Friday, February 14, 2020

OTOH


45.

On the other hand the flip side is equally compelling. If not for the demanding nature of our business I might have had a flourishing career as a Zen monk. That flip side of the warrior ethos is in continual play. As consistently as the moon rises each brutally honest assessment of my performance begs consideration and appreciation of the moon as it sets. It is the waxing and waning dichotomy of which War and Peace exemplifies. I am fully cognizant of the paradox. I know that to set my goals so ridiculously high, even to blaspheme them by use of the ‘perfect’ descriptor, is, perhaps - or perhaps not - missing the point. It should be considered that similar attempts at the impossible are sometimes seen as setting one’s self up for failure. I know this. We set bowling pins up for the sole purpose of knocking them down.

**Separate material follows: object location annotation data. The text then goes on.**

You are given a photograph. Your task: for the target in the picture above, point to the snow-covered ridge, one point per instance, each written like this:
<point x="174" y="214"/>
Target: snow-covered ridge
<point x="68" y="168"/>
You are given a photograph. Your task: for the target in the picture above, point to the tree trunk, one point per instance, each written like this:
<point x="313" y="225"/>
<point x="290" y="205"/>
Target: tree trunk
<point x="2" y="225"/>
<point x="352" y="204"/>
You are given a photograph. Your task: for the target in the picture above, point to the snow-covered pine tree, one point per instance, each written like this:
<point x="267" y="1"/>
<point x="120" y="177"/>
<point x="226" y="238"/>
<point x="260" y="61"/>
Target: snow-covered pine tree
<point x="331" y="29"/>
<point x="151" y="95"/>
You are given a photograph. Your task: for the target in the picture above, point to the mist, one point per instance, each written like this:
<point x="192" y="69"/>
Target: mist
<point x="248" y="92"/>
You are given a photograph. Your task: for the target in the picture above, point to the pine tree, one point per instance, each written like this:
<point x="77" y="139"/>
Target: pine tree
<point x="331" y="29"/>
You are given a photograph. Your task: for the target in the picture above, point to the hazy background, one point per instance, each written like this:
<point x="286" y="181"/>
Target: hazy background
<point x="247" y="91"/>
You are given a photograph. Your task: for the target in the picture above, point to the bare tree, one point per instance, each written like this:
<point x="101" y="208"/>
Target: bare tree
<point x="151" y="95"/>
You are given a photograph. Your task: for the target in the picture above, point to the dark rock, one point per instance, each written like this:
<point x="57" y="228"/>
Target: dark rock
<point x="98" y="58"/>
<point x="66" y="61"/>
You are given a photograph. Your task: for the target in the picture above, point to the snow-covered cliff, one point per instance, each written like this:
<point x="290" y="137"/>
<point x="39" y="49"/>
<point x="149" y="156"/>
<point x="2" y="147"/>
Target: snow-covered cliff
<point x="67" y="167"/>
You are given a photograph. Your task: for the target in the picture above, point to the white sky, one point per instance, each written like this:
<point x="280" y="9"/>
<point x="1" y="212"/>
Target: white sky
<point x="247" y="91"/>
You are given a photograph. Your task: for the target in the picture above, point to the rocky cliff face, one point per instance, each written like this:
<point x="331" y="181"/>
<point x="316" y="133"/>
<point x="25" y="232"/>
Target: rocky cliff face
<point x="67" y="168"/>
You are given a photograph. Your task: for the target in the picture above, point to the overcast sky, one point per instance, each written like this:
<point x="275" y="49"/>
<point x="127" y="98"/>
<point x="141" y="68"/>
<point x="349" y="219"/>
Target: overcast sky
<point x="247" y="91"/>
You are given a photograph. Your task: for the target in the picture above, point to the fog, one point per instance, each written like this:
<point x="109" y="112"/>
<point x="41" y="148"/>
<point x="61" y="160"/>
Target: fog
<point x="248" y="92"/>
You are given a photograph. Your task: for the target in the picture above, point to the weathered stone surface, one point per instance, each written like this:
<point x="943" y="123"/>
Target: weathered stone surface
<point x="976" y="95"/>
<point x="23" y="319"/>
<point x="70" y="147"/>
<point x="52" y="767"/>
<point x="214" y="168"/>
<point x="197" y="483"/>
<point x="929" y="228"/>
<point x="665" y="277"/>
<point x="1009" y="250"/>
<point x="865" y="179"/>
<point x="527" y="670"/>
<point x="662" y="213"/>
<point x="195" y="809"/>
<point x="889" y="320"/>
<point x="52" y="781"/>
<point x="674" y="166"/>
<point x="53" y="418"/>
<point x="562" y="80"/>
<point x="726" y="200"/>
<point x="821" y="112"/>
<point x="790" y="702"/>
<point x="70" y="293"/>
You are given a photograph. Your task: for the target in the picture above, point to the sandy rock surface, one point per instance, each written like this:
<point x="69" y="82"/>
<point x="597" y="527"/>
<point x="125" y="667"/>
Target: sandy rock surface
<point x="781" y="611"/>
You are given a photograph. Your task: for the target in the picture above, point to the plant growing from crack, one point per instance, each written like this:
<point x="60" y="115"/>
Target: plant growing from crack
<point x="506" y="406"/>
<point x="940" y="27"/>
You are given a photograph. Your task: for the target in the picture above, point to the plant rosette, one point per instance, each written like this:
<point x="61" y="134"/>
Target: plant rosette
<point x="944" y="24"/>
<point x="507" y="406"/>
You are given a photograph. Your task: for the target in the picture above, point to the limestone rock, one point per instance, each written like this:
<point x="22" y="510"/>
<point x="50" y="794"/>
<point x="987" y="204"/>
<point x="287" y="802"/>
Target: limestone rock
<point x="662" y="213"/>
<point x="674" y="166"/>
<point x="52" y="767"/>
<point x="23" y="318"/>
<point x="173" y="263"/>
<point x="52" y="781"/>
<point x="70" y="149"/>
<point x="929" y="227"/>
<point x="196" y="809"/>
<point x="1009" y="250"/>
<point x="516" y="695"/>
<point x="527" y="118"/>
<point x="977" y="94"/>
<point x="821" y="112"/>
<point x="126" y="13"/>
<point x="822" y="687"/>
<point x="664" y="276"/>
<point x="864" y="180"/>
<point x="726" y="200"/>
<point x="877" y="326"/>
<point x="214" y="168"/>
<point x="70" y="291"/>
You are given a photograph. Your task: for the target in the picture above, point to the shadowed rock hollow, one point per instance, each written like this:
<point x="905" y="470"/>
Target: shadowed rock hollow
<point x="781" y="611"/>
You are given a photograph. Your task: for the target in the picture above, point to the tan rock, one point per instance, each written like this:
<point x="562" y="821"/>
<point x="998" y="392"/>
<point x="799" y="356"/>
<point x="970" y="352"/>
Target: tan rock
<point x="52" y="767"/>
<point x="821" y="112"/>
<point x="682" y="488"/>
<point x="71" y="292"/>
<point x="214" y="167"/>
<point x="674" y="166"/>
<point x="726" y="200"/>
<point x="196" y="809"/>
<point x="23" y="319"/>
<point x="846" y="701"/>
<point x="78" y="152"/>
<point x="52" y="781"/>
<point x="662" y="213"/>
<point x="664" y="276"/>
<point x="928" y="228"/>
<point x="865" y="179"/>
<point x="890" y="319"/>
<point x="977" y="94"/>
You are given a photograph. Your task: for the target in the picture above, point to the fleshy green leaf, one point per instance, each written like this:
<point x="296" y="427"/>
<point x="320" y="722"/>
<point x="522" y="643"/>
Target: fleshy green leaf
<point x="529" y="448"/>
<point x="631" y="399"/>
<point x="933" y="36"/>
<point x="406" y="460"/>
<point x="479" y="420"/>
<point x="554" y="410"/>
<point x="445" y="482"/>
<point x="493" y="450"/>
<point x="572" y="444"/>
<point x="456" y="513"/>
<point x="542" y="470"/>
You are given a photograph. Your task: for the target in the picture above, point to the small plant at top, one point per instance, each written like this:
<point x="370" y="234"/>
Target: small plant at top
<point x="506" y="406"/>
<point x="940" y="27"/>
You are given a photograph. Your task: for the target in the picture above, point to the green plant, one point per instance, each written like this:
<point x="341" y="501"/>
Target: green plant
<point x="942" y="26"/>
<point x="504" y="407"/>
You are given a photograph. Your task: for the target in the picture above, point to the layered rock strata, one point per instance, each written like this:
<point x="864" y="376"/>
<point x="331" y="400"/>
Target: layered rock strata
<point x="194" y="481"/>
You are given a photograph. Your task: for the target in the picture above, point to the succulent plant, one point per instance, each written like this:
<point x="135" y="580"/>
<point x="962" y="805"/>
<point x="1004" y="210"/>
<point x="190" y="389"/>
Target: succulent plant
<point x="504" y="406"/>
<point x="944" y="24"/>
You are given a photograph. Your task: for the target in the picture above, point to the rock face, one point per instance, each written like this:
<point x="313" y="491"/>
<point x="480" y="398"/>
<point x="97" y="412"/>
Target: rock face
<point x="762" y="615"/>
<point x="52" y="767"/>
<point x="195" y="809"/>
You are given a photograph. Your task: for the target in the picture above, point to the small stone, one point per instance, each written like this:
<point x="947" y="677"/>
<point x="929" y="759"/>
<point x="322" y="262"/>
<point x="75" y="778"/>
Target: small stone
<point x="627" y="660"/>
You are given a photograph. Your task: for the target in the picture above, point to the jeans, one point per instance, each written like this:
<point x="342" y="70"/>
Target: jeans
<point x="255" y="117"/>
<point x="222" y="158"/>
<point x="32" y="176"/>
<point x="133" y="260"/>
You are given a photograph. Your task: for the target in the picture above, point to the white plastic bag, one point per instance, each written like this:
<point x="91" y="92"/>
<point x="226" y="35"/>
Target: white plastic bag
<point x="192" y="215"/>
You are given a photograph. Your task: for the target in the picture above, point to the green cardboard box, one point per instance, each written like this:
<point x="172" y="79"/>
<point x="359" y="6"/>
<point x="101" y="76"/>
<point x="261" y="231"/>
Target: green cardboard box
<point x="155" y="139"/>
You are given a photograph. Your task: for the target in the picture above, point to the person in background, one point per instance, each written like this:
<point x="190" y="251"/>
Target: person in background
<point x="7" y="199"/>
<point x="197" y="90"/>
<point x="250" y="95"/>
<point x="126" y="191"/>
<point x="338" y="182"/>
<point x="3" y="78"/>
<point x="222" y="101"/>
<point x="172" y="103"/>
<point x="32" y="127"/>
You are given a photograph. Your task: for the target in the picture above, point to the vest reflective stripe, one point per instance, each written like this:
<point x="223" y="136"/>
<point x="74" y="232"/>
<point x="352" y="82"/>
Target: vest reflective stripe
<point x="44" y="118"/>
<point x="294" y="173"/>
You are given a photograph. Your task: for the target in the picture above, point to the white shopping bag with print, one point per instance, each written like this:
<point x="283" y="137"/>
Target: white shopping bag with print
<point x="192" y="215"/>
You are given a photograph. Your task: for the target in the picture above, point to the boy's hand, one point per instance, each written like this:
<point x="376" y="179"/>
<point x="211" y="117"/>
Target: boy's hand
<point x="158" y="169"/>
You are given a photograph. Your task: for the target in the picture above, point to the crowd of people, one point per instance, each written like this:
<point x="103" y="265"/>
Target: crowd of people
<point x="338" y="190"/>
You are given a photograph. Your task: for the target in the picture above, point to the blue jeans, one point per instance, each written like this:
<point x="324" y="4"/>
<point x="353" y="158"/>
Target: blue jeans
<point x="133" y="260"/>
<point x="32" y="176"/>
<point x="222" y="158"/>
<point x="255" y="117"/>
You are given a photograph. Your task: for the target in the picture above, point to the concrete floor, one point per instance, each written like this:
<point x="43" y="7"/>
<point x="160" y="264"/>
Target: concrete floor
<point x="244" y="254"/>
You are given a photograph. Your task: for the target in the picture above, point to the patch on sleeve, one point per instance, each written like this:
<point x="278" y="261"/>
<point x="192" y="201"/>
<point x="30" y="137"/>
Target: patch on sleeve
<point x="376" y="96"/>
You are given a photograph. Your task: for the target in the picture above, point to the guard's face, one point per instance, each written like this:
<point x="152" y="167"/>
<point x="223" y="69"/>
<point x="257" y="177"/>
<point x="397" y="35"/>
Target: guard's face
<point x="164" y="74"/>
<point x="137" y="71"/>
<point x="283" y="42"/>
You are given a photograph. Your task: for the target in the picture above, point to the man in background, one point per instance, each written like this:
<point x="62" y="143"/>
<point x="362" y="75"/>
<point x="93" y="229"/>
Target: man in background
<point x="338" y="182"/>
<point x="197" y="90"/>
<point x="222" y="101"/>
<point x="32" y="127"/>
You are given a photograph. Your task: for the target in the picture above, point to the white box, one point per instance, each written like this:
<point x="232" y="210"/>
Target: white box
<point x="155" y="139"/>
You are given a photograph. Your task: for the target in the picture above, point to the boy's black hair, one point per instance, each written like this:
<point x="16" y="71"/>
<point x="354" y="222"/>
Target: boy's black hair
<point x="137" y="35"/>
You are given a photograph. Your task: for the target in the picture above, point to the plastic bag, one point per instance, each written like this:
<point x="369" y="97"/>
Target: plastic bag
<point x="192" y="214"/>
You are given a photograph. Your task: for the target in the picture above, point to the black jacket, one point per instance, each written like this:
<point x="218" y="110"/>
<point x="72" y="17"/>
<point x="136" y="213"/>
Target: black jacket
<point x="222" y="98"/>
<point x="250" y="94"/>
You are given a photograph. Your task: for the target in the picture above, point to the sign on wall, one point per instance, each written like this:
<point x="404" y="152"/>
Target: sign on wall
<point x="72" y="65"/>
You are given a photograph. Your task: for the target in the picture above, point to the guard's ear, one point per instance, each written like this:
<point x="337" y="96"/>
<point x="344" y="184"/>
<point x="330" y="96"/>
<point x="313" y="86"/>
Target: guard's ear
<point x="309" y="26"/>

The flip side want’s me to accept my imperfections and stay anchored in the bliss of the present moment. It would like me to buy stock in the start-up whose tag-line is: “Nobody’s perfect - especially you.” The same humble marketing department of the same self-aware start-up wants me also to slow down, relax, breathe deep and smell the roses. They would like me to ride my bicycle with minimal effort and take in the bounty of beauty that surrounds us. They call life a symphony, a dance and a love story, when in our world it is rock ’n roll, a street brawl and a technical manual. Posters of an earlier, but equally conflicted, era were fond of suggesting that we make love and not war. But is the soldier, the sailor, the warrior subjected to their mutual exclusion? Is loving your enemy the epitome of foolishness or a practical oxymoron? I ponder these mini koans as I return to the proving grounds of focused training. 

It has been two days since our return from the field. One of them was entirely spent in deep REM. As we age, the body begins a deterioration process known as sarcopenia, the degeneration of muscle mass occurring at an average rate of 10-15% per year. If effective and consistent steps are not taken to face this physical reality head-on the condition worsens as physical exercise lessons and fat intake, usually in the form of comfort foods, increases. One soon ends up overweight, diabetic, with a reduced metabolism and lack of motivation. What I find particularly insidious is how the mind deals with the situation. We make excuses, compromise and argue on behalf of our limitations. “After all, I am retired and collecting social security,” we appeal, “I’ve earned the right to sit for an entire day, eat pizza and watch golf on the big screen.” Certainly the day will come when we are no longer able to run a mile in less than ten minutes, bench press a hundred pounds or swim across a river, but that day, for my purposes, is nowhere near. Additionally, there are things to be done. There will always be things to be done. In our line of work life is all about the things that need to be done. The stakes are higher today than they have even been in the history of our civilization. We have the technology, the industry and the tools required to create utopia or destroy the garden of Eden in which we currently reside. There has never been a time when we have so much to lose. 

I wonder where all this will end. What part in this natural progression I will play. I am a peacekeeper. The fact that it is more often than not necessary to employ a modicum of violence and bloodshed to make these peaceful ends meet is the paradox I internally debate on a daily basis. Recalling that the most loving and peaceful non-violent revolutionary to ever patrol this planet was convicted and hung on a cross to die a slow and painful death at the age of thirty-three reminds me that time plays a dramatic role in this. There are things to be done. And if we don’t do them, who will? If we don’t do them right now, when will we? 

“For the record,” I sing to myself, “riding my bike slow is beautiful, relaxing and stress-reducing.” I sigh with delight simply imagining this serene scenario. OTOH, “Sometimes we need to ride as fast as we can.”